The Cornell-Penn IDA, described in greater detail elsewhere (Abrams RC, Ansell P, Karlawish J, Breckman R, Lachs M, Holt-Knight D, Needell N, Rogers G, Lo Faso V. The Interview for Decisional Abilities (IDA): A tool to assess the decisional capacity of abused and neglected older adults. Journal of Elder Abuse and Neglect. March 1, 2019. Doi_abs_10.1080_08946566.2019.1573392-3F), follows a well-established sequence of three components of decision-making, including: understanding the general problem or risk; appreciation or insight into the personal implications of the risk; and reasoning through the advantages and disadvantages of a plan to address the risk (Grisso T, Appelbaum PS. Comparison of standards for assessing patients’ capacities to make treatment decisions. Am J Psychiatry 1995. 152:1033, Grisso T, Appelbaum P. (1998). Assessing Competence to Consent to Treatment: A Guide for Physicians and Other Health Professionals. New York: Oxford University Press).
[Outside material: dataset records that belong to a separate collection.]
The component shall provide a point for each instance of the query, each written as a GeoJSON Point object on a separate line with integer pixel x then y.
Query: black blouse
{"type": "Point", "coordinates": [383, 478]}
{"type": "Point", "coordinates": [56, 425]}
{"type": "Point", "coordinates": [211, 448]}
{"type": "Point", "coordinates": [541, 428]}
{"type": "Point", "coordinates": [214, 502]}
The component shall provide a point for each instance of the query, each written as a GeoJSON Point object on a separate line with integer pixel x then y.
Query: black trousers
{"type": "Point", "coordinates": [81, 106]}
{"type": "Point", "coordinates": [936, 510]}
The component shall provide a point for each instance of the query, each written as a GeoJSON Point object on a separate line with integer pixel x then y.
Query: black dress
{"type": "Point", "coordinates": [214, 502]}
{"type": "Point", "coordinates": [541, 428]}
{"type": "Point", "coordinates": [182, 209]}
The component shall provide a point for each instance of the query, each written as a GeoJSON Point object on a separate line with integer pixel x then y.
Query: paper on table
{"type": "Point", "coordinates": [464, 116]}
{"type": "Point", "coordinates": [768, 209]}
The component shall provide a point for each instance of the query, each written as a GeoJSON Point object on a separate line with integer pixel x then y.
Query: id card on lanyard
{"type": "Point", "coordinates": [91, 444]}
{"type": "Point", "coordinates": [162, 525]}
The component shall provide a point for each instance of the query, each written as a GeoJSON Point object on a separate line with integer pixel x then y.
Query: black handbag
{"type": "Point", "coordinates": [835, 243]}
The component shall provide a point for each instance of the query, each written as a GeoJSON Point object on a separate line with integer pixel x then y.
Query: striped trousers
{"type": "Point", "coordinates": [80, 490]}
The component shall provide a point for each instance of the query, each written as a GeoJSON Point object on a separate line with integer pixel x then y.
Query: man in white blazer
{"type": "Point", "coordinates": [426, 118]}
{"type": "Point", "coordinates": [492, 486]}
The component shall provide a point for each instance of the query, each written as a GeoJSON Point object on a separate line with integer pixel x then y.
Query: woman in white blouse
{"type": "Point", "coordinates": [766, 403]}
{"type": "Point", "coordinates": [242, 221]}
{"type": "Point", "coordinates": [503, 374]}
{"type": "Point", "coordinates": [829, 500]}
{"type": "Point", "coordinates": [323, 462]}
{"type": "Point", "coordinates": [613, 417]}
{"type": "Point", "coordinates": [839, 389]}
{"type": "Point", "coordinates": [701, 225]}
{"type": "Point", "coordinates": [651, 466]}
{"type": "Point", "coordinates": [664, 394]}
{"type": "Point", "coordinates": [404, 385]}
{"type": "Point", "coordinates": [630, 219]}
The semi-structured format of the tool encourages meaningful, client-centered conversations. Using this approach, the Cornell-Penn IDA’s assessment of decisional ability is built around the person’s own wishes, goals and experiences, and also takes into account the severity and possible consequences of the risk under discussion. The two basic outcomes of the Cornell-Penn IDA encounter are: 1) acceptance of the client’s decision regarding his or her own circumstances; or 2) referral for professional capacity assessment, typically by a psychiatrist, licensed clinical psychologist or general physician. In some cases, evaluation for judicially determined guardianship must also be considered.
Although the Cornell-Penn IDA has to date been trialed as a tool for APS workers assessing older adult victims of abuse or neglect, the same model could also be relevant to the assessment of decisional ability in a broader range of settings. It is anticipated that future applications of the tool will be positioned to encompass medical, financial and testamentary decision-making.